Cixi, the Empress Dowager, belatedly came to realize that reform was the only way to save the Manchu rule from falling. She turned first to the education system and abolished the civil service examinations, which had existed for thousands of years in China's imperial governance. The Qing Court sent many young people to study abroad hoping they could use what they learned from the West to save the regime. However, the outcome was contradictory to the Qing dynasty’s expectations. Those young people, once exposed to the advancement and modernization in the west, felt deeply that the corrupt and incompetent Qing Court was the root of the backwardness and weakness at home. A lot of them transformed themselves into revolutionaries who opposed the Qing’s rule in China. Some invariably became radicals and increasingly became convinced that for China to restore her past glory and to catch-up to the modern world, the Qing court, whose incompetence had been proven, must go.
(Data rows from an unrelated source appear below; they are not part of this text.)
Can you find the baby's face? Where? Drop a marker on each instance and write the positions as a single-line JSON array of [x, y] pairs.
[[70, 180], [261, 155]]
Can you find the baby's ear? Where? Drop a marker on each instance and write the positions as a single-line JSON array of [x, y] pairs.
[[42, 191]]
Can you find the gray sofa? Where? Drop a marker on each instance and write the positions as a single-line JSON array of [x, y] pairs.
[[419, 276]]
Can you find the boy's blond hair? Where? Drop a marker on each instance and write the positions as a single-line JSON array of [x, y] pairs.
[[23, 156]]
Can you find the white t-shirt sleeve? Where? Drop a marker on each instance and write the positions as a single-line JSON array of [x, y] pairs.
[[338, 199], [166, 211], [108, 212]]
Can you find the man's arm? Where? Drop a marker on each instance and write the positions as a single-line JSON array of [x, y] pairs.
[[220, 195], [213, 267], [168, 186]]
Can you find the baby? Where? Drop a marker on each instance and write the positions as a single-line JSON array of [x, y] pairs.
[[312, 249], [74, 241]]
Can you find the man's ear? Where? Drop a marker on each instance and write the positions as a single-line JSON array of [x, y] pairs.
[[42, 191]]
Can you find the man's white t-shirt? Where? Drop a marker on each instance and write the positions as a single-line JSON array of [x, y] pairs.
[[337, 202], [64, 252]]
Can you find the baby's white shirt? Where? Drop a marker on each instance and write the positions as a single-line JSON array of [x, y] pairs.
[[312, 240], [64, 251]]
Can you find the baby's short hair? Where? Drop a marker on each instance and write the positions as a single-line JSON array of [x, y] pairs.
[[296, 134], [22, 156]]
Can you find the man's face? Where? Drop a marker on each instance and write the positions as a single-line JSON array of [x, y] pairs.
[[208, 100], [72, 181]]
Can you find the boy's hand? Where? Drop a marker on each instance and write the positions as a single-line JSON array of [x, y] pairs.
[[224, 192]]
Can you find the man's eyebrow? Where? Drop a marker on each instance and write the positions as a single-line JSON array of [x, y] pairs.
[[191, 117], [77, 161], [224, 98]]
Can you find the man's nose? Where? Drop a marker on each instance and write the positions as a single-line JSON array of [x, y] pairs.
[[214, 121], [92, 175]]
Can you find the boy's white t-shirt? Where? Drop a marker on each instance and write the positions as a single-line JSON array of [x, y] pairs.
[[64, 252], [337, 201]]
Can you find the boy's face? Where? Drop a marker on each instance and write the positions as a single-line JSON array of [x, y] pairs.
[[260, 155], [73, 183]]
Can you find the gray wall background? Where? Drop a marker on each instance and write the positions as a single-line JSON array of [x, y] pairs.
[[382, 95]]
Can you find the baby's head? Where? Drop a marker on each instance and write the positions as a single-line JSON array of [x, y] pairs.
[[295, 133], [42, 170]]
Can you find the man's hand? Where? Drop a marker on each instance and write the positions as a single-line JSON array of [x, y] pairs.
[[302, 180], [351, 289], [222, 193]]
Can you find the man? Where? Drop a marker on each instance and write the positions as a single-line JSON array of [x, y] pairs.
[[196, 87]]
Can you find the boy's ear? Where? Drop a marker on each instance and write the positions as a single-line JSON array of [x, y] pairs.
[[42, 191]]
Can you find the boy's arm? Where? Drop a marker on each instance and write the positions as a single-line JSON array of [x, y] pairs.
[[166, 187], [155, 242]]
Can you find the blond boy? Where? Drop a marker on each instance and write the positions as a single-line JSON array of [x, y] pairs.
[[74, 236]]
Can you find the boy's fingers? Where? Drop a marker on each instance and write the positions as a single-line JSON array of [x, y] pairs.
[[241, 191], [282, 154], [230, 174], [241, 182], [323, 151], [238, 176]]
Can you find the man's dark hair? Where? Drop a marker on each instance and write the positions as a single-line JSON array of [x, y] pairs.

There are a variety of contributing factors to the Qing's fall. Some western scholars emphasized the social changes that took place as a consequence of the mid-19th century rebellions. According to them, changes happened to the gentry, the traditional elite in terms of size and composition. Frederic Wakeman has suggested that in the past, the difference in status and function between the upper and lower gentry had been so great that the Qing court had been able to exploit it. However, after the mid-19th century rebellions, the upper and lower gentry began to form a mutually advantageous alliance. The gentry group also formed another alliance with the merchants. In the late 19th century, the gap between those two groups narrowed, which showed itself in the rise of the merchants’ status and the involvement of the gentry in projects relating to mining, railways, and other industries. The "merchant-gentry alliance" was very unhappy with the Qing government since it had ceded the railway and mining rights to the foreign powers. They wanted those rights back to use the Chinese capital to establish private companies to open mines and build railways. The widespread movement for the protection of railway and mining rights that began around 1903 was an example.
China mainland scholars tend to think that the anti-Manchu sentiment motivated the revolutionaries to overthrow the Qing dynasty. China had long been governed by the Han people until the Qing dynasty came to the power. Manchu people, who were once called the "barbarous group" by the Han people, enjoyed political and economic privileges that the Han couldn't have in the Qing's government. In the late 19th century, the anti-Manchu attitude was intensified by the inability of the Manchu government to cope with the onslaught of imperialism from the West. Sun Yat-sen once said that when he first advanced the Principle of Nationalism, he won responses mostly from secret societies but "seldom from the middle-and-above social strata." Shortly afterwards, however, "progressive ideas prevailed and nationalism spread at a tremendous pace, penetrating into every stratum of society. Almost everyone came to realize the necessity of waging a revolution."
1. R. Keith Schoppa, Twentieth Century China. Oxford: Oxford University Press, 2004.
2. Frederic E. Wakeman, The Fall of Imperial China. New York: Free Press, 1975.
2. Sheng Hu, "Anti-imperialism, democarcy and industrialization in the 1911 Revolution," in The 1911 Revolution: A Retrospective After 70 years, 9-25. Beijing: New World Press, 1983.
3. Shu Li, "A Re-Assessment of Some Questions Concerning the 1911 Revolution." in The 1911 Revolution: A Retrospective After 70 years, 67-127. Beijing: New World Press, 1983.